Similar techniques are widely used in airline ticketing, where customers are first shown a higher price and then presented with a cheaper option, creating the impression of a savings, even though the original price may have been inflated.

For example, with Spirit, they might cross out the original price of $123.71 and display a new price of $117.23. If you’re not paying close attention to the numbers or doing the math, you might feel as though you’re saving a significant amount. However, when you calculate it, the difference is only $6, which isn’t a substantial discount.

Having multiple tabs open to compare prices can make it easier for these techniques to influence your decision. This nudging encourages you to stay on the website longer, increasing the likelihood of completing the purchase—exactly what Spirit aims for.

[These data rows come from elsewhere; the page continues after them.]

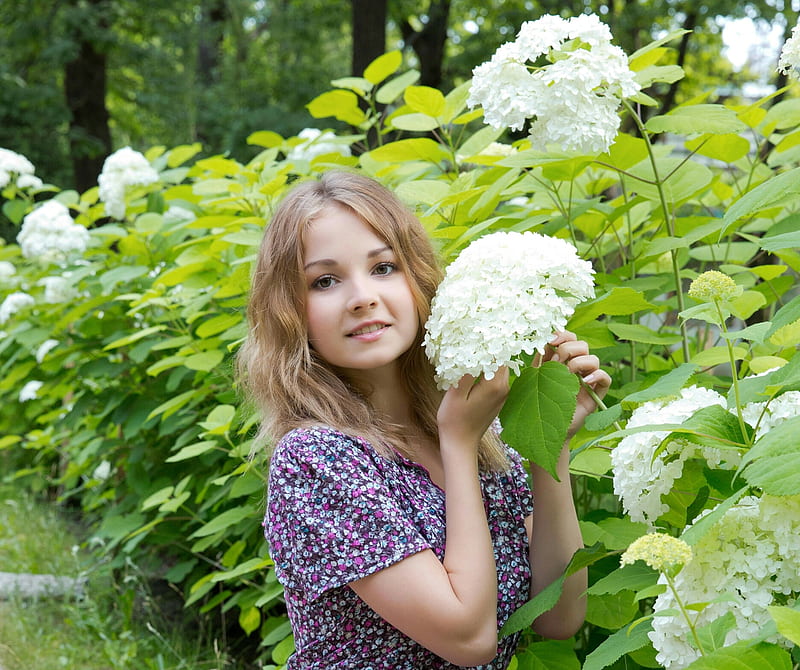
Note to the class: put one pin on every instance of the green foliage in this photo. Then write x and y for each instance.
(138, 418)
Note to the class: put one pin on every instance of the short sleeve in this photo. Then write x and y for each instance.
(331, 519)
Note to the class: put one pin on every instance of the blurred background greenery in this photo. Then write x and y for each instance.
(80, 78)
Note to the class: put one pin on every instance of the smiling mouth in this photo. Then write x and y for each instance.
(368, 329)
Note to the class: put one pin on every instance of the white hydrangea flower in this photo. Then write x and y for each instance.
(7, 271)
(29, 181)
(505, 294)
(789, 62)
(121, 169)
(175, 214)
(765, 416)
(13, 303)
(57, 290)
(30, 391)
(641, 476)
(12, 163)
(45, 348)
(573, 100)
(317, 143)
(49, 234)
(752, 554)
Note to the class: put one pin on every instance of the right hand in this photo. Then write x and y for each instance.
(468, 409)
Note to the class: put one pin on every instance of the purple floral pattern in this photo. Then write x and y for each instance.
(338, 511)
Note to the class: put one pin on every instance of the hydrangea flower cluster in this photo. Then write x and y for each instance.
(57, 290)
(505, 294)
(121, 169)
(17, 166)
(765, 416)
(30, 391)
(789, 61)
(660, 551)
(713, 286)
(641, 475)
(50, 235)
(573, 100)
(752, 555)
(13, 303)
(316, 143)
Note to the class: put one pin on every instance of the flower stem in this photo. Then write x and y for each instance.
(668, 221)
(598, 401)
(734, 373)
(686, 616)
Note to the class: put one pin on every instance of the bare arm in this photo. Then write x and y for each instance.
(451, 607)
(553, 528)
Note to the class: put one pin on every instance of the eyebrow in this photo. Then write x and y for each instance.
(329, 262)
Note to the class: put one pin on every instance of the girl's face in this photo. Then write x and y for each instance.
(361, 313)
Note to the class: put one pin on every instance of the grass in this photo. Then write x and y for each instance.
(117, 624)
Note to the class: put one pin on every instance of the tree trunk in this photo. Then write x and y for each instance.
(369, 33)
(429, 42)
(85, 92)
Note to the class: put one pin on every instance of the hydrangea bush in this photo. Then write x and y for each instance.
(121, 309)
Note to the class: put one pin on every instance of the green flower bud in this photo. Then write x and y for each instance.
(660, 551)
(713, 286)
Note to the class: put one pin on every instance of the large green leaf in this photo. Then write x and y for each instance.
(741, 656)
(626, 639)
(769, 193)
(773, 464)
(538, 411)
(668, 385)
(697, 119)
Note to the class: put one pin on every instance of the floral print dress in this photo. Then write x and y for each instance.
(338, 511)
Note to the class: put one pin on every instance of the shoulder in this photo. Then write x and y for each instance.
(320, 449)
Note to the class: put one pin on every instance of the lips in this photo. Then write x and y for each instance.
(368, 328)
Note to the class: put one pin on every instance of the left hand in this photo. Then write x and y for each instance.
(566, 348)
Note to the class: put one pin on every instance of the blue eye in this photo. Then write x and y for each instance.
(324, 282)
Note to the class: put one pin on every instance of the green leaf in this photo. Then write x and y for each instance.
(133, 337)
(632, 577)
(619, 301)
(788, 622)
(697, 531)
(224, 521)
(415, 122)
(769, 193)
(383, 66)
(204, 361)
(340, 104)
(775, 243)
(549, 654)
(425, 100)
(741, 656)
(249, 619)
(668, 385)
(773, 463)
(728, 148)
(611, 610)
(415, 149)
(394, 88)
(638, 333)
(710, 119)
(192, 450)
(549, 596)
(538, 412)
(625, 640)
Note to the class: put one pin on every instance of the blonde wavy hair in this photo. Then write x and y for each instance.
(287, 381)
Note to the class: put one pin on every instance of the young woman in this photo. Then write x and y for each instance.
(401, 528)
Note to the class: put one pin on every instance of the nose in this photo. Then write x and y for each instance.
(362, 296)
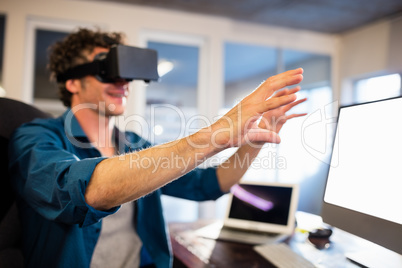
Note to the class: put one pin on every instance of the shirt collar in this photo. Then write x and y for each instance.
(71, 125)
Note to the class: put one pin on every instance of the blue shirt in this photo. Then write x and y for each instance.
(51, 163)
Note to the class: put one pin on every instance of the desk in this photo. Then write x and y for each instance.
(193, 251)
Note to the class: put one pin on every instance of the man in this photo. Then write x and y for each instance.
(76, 196)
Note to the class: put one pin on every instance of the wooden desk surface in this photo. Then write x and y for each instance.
(195, 252)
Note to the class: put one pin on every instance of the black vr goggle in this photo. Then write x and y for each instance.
(120, 63)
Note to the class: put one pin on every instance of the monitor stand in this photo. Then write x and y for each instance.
(365, 253)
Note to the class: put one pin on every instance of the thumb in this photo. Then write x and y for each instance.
(259, 135)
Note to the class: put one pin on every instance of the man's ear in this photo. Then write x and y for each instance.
(73, 85)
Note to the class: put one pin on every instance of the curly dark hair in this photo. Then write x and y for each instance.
(73, 50)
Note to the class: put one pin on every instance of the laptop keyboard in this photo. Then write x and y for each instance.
(250, 237)
(282, 256)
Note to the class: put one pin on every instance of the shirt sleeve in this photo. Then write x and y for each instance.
(198, 185)
(50, 178)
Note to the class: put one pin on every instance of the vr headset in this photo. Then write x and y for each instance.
(120, 63)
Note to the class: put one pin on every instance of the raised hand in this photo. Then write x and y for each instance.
(239, 126)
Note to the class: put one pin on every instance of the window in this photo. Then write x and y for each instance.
(376, 88)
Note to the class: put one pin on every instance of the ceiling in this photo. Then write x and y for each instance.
(327, 16)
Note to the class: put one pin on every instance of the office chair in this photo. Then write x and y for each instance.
(12, 114)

Trick #5: Drip Pricing (a.k.a. Partitioned Pricing)

$19.99 flight? Cool. Add seat: $12, bag: $20, payment fee: $5…

United initially offered me a ticket for $15 USD, but then, after seats, luggage, and everything, I ended up paying more than $100 USD.

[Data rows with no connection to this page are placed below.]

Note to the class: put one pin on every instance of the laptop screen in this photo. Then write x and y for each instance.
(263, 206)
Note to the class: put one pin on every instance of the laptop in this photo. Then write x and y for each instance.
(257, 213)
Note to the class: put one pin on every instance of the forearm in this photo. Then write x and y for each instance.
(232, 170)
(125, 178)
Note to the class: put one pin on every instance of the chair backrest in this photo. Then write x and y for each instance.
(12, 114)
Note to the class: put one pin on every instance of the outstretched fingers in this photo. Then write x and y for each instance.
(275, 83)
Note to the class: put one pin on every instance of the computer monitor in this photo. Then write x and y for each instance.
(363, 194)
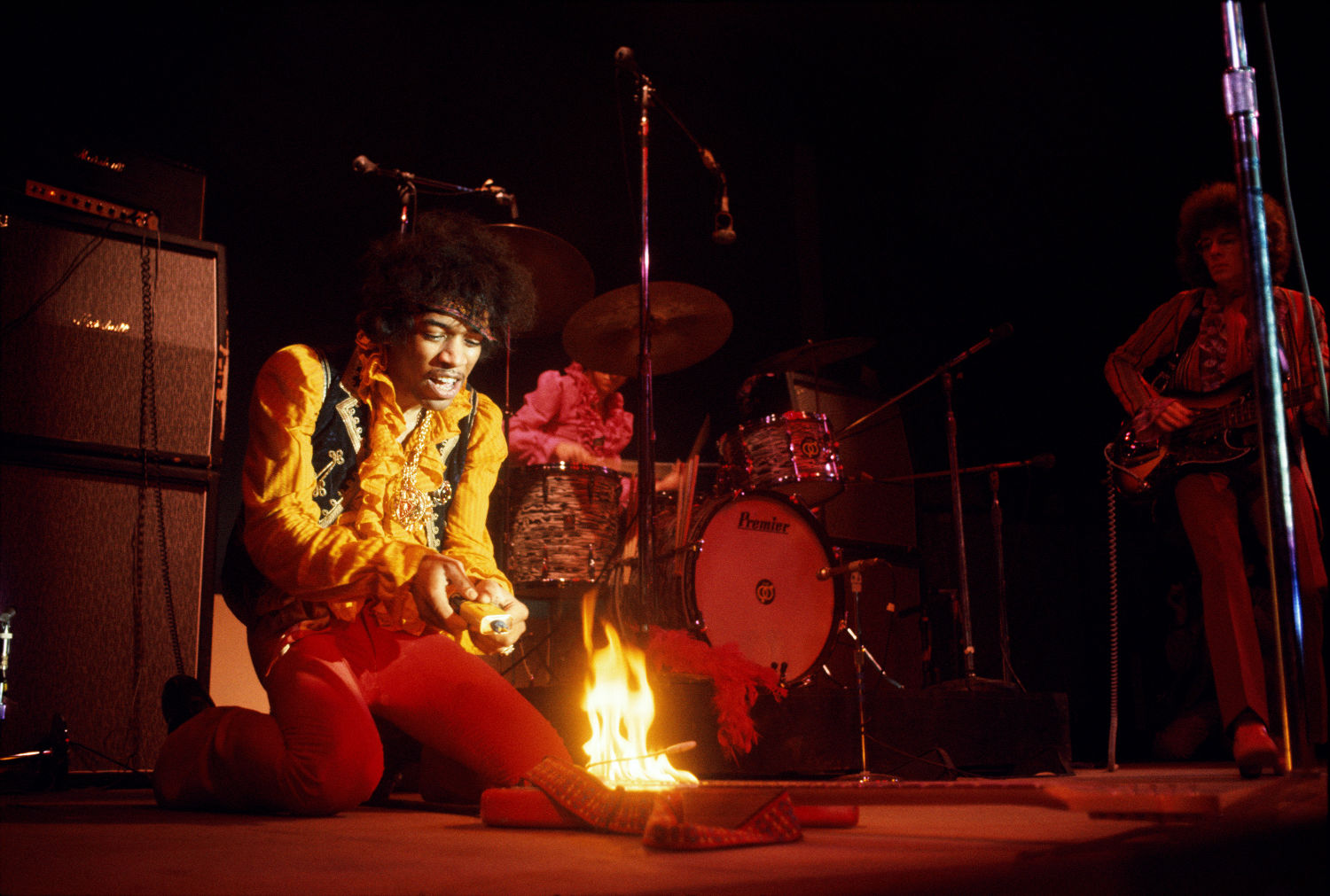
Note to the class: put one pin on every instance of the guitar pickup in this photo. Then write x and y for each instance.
(481, 619)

This is called Drip pricing.

Drip pricing is a psychological strategy that many airline companies use to present a lower initial fare and then reveal additional fees later in the booking process. The goal is to encourage you to commit to the booking, making you emotionally and time-invested. This can trigger the sunk cost fallacy, leading you to think, “I’ve already chosen this flight, I might as well add baggage.”

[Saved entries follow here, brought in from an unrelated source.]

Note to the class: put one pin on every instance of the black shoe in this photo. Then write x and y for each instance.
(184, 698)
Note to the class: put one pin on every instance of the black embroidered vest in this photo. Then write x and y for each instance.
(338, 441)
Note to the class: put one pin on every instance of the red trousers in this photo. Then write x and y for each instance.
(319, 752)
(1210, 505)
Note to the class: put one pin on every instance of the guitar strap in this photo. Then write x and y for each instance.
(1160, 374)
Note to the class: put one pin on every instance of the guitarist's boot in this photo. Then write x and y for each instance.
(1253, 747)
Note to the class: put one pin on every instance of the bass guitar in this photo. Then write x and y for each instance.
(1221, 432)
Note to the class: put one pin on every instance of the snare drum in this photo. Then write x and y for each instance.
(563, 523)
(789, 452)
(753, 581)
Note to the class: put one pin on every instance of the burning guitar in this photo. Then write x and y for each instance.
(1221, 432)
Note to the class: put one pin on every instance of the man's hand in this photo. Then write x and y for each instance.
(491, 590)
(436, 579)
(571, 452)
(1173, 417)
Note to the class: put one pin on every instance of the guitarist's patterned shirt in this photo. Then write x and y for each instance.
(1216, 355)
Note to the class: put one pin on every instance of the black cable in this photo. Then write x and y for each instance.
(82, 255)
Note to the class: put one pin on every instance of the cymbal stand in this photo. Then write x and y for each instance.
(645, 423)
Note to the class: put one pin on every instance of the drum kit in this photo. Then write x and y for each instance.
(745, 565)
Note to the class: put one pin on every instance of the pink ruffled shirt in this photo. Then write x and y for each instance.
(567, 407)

AirAsia is a notable example of utilizing drip pricing to increase costs. For instance, I encountered a fare of $95 for a one-way flight from Singapore to Kuala Lumpur. Soon after, I was prompted for additional services: seat selection ($15.18), fast track ($23.17), luggage, insurance, and more.

This strategy also helps these airlines rank higher on comparison sites like Google Flights, Expedia, and Kayak. While the initial fare may seem much lower, the additional fees can ultimately exceed the base ticket price.

Trick #6: Endowment Effect

“You’ve picked Seat 14A — Confirm for $16 to keep it.”

When you sign up for an Instagram account, the first thing you’re asked to do is choose a unique username. This is a clever strategy to engage you in the process. According to the Endowment Effect, people tend to value things more highly once they feel a sense of ownership over them.

Ryanair is well aware of this principle and is using it to “pre-select” a recommended seat during the booking process. This makes it seem as if the seat is already yours; you just need to click one button to secure it. Even if you hadn’t intended to select a seat originally, the thought of canceling it feels like a greater loss, which makes you more likely to pay to avoid that feeling—a concept known as loss aversion.

Even if you hadn’t planned to select a seat, cancelling it feels like a bigger loss and you’ll be more likely to pay to avoid that feeling (Loss aversion again).

Trick #7: Default Bias

“Travel insurance included, untick to remove.”

Humans often prefer sticking to familiar options, especially when those choices seem to offer protection. This behavior is known as the Default Bias principle.

This is called the Default Bias principle.

Very often in both flight booking or car rentals, you will see options such as travel insurance, carbon offset donations, or SMS alerts preselected for you, as there’s a higher chance you’ll stick with the option and continue with the checkout process.

I came across a travel website where the insurance option was pre-selected during the checkout process. I noticed this late at night while looking for a flight, and I almost missed it. What’s even more concerning is that the accompanying text adds pressure by emphasizing the risks of opting out.

“I understand that by declining coverage I may otherwise be responsible for certain cancellation fees and delay expenses.”

This makes opting out feel like I am taking significant risks, which increases the likelihood of me staying with the default option. However, I ultimately decided to opt out.

Airline companies strategically use psychological principles to maximize profits.